Zawsze pani była taka szczera?
– Byłam wychowywana na grzeczną dziewczynkę. Wpajano mi podstawowe wartości: dobro, uczciwość, szacunek dla innych. Jako dorosła kobieta zrozumiałam, że świat nie jest taki idealny, że mnóstwo w nim niesprawiedliwości i brutalności. Również w mojej branży. Tutaj brutalizacja zaszła już tak daleko, że prawdziwi artyści siedzą w podziemiach, a cała reszta jest na wierzchu. Nie dziwię się Kasi Klich, która niedawno odważyła się powiedzieć prawdę o tym, jak działa show-biznes. Mam ogromną nadzieję, że w tej sprawie zabiorą głos również inni.
Nigdy nie miała pani poczucia, że może kogoś skrzywdziła, mówiąc na forum, co o nim myśli?
– Trzeba o tym mówić. Denerwuje mnie, że na siłę robi się z przeciętnej osoby gwiazdę. Nie może sobie jakaś panienka, która nic nie umie, uzurpować prawa do bycia częścią polskiej kultury. Ostatnio zrobiło się głośno wokół Jolanty Rutowicz, osoby, która niewiele sobą prezentuje. Dziwi mnie, że media publiczne pokazują takie wzorce młodym ludziom. Pomyliły nam się wartości. Brakuje autorytetów w zawodzie, nie mówiąc o autorytetach moralnych. Przybora, Holoubek, Kapuściński czy inni. Dla wielu młodych ludzi te postacie nic nie znaczą.
Są w naszym kraju ludzie wybitnie zdolni?
– No pewnie! Niewątpliwie taką osobą jest Adam Sztaba. Odnoszę wrażenie, że ci, którzy go krytykują za aranże, nie czują wagi jego geniuszu. Jest też wielu utalentowanych wokalistów. Ale dobrze śpiewać to za mało, by zaistnieć na rynku muzycznym. Trzeba być silnym psychicznie i mieć osobowość. Obserwuję od lat polski rynek muzyczny i nachodzi mnie smutna refleksja: firmy fonografi czne zamiast promować utalentowanych wokalistów i wypuszczają miernotę. Wyjątkiem są siostry Przybysz (znane z zespołu „Sistars”, red.). Bardzo zdolne dziewczyny. Gdyby nie programy „Idol” i „Szansa na sukces”, a w tej chwili „Fabryka gwiazd”, nie poznalibyśmy wielu utalentowanych ludzi.

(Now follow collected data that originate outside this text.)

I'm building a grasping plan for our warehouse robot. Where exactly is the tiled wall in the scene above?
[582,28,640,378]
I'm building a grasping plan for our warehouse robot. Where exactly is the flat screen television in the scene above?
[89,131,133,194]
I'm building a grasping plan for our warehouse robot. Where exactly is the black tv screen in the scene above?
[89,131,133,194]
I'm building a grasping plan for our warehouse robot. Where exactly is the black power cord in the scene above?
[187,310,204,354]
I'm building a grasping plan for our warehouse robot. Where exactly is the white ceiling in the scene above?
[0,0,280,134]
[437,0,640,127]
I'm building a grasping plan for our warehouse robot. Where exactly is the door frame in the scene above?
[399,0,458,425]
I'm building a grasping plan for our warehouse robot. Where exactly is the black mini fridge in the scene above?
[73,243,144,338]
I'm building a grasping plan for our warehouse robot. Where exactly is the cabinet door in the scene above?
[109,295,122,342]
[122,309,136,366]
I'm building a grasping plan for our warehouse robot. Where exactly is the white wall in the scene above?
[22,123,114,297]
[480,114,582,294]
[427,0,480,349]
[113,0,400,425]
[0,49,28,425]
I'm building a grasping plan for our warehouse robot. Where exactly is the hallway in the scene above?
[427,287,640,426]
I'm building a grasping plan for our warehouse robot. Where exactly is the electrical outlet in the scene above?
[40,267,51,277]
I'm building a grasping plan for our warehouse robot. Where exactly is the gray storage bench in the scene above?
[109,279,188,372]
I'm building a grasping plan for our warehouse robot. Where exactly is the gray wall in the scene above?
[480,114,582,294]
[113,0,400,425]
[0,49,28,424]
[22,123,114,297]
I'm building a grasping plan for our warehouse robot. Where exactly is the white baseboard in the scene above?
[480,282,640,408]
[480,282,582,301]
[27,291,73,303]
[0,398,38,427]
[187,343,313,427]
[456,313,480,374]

Zdarzyło się, że ktoś się na panią pogniewał?
– Tysiące ludzi! I bardzo dobrze. Po co mam mieć z tumanami do czynienia.
Jak reagują na pani złośliwości osoby z bliskiego otoczenia?
– Najbardziej jestem złośliwa w stosunku do ludzi, których lubię. Nieco łagodniej podchodzę do tych, których nie znam. Nigdy nie wiadomo, czego się można po nich spodziewać.
A przyjaciele?
– To słowo ostatnio mocno się zdewaluowało. Niewiele osób nazywam przyjaciółmi. Jeżeli w wieku 60 lat ma się pięciu przyjaciół, to jest naprawdę dobrze. A moi przyjaciele na tyle dobrze mnie znają, że odbierają moje złośliwości z przymrużeniem oka. Poza tym to inteligentni ludzie i nigdy nie pozostają dłużni.